Two level calibration method for industrial robots based on LM and RBF Neural Network

In order to improve the positioning accuracy of a six-degree-of-freedom robot in practical applications, this paper proposes a two-stage error calibration method that can enhance the absolute positioning accuracy of industrial robots. This method integrates model-based calibration and non-model-based calibration techniques. In the first stage, the model-based calibration is performed using an improved Denavit-Hartenberg (MD-H) model, which establishes a comprehensive geometric parameter error model for the industrial robot. Then, the Levenberg-Marquardt (LM) algorithm is employed to identify the geometric parameter errors of the robot. In the second stage, a residual error prediction model based on Radial Basis Function (RBF) neural network is established to predict and compensate for the residual errors after correcting the geometric parameters.

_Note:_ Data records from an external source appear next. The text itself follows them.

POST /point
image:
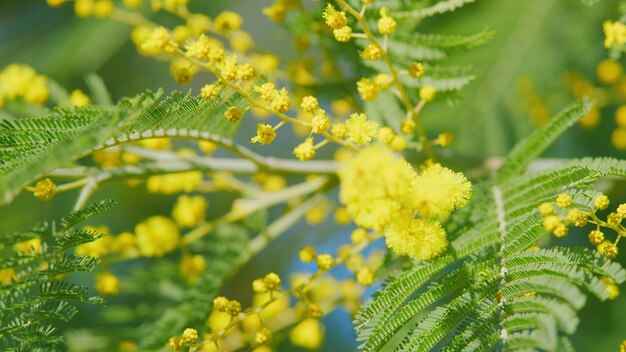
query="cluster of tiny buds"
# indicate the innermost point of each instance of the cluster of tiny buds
(557, 222)
(186, 339)
(354, 262)
(224, 305)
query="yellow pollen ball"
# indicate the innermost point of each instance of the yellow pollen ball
(427, 93)
(233, 114)
(305, 150)
(265, 134)
(609, 71)
(325, 262)
(308, 334)
(189, 211)
(416, 238)
(343, 34)
(45, 189)
(107, 284)
(360, 130)
(334, 19)
(307, 254)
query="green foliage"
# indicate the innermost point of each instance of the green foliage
(222, 251)
(32, 146)
(489, 290)
(39, 295)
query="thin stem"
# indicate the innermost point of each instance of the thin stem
(394, 73)
(279, 295)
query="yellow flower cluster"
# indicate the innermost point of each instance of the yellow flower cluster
(382, 192)
(107, 284)
(278, 10)
(614, 33)
(45, 189)
(174, 183)
(22, 82)
(189, 211)
(556, 221)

Finally, the Six degrees of freedom ABB IRB 120 industrial robot was tested and verified. After two-stage calibration, the average comprehensive position error of the robot end center point is reduced from 3.433 mm to 0.479 mm, and the average comprehensive attitude error is reduced from 0.483 ° to 0.087 °. Therefore, the proposed two-stage calibration method based on LM and RBF neural network effectively improves the absolute positioning accuracy of the robot.